Translating Interventional Neuroscience to Suicide: It's About Time

Abstract

Despite significant advances in psychiatric and psychological treatment over the last 30 years, suicide deaths have increased. Unfortunately, neuroscience insights have yielded few translational interventions that specifically target suicidal thoughts and behaviors. In our view, this is attributable to two factors. The first factor is our limited integration of neurocircuitry models with contemporary suicide theory. The second challenge is inherent to the variable nature of suicide risk over time. Few interventional neuroscience studies evaluate how temporal fluctuations in risk affect treatment, despite evidence that temporality is a key component distinguishing suicide phenotypes. To wit, individual variability in risk trajectories may provide different treatment targets to engage as a patient moves between suicidal ideation and attempt. Here, we first review contemporary ideation-to-action theories of suicide from a neurobiological perspective, focusing on valence and executive function circuits and the key role of state-induced (e.g., within stressful contexts) functional modulation on longitudinal risk trajectories. We then describe neural correlates of suicide reduction following various interventions, ranging from circuit specific (i.e., transcranial magnetic stimulation) to broader pharmacological (i.e., ketamine, lithium) to psychological (i.e., brief cognitive therapy). We then introduce novel strategies for tracking risk in naturalistic settings and real time using ecological momentary interventions. We provide a critical integration of the literature focusing on the intersection between targets and temporality, and we conclude by proposing novel research designs integrating real-time and biologically based interventions to generate novel strategies for future suicide reduction research.

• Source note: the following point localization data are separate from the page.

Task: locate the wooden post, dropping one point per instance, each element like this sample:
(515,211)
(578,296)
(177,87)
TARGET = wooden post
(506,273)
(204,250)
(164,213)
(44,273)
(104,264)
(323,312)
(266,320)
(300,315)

Keywords: Brain stimulation; Digital phenotyping; Ecological momentary assessment; Fluid vulnerability theory; Neuroimaging; Suicide.

Published by Elsevier Inc.

Figures

Figure 1.

Target engagement along suicide risk trajectories. The valence (yellow), default (fuchsia), and cognitive control (blue) networks hold special relevance for suicide phenotypes. The corticostriatal-thalamocortical loops integrate information across these distributed networks; thus, alterations in one network may impact functioning in other networks. Arousal and salience regions also interact with these networks, both directly and via the anatomical loop system. The development of suicidal ideation is influenced by the valence network’s sensitivity to positive and negative stimuli, including high-stress triggers, and the impact of valence bias on prospection and social cognition in the default network. Although cognitive control does influence longer-term patterns of risk, e.g., potential impulsive phenotypes, its most significant impact may be on momentary stress responses and transitions between risk states. Notably, cognitive control deteriorates in the aftermath of changes in cognition, behavior, emotion, and physiology that may occur secondary to triggers—this is the fluid vulnerability theory’s “perfect storm,” the confluence of stable and dynamic factors in time and space that rapidly escalate risk. Thus, it may be more efficient for treatments for longer-term factors to target valence and default networks, whereas targeting the control network may be a better strategy for rapid symptom reduction and improved regulation.

Figure 2.

Incorporating longitudinal methods into suicide intervention research. Integration of methods providing insight into biological mechanisms and temporality is critical for the advancement of neuroscience-based interventions for suicide. (A) One approach is to measure participants’ brain activity via neuroimaging or electrophysiological methods before and following the administration of intervention procedures (B) while concurrently and/or subsequently monitoring risk with devices providing real-time information (e.g., actigraphy, smartphone applications). More intensive designs may include collection of serial mechanistic data from multiple time points across the course of the intervention and follow-up period, especially during high-risk periods such as the 2 weeks immediately after an inpatient hospitalization. (C) Mapping temporal phenotypes derived from digital phenotyping to neuroimaging is one approach toward bridging magnetic resonance imaging’s temporal limitations. Matching treatment outcomes to digital phenotypes and biotypes can advance efforts toward personalized medicine approaches to suicide prevention and intervention; for example, phenotypic data could inform the selection of treatments or implementation parameters (e.g., functional magnetic resonance imaging to guide which circuits are targeted via transcranial magnetic stimulation). A, anterior; P, posterior.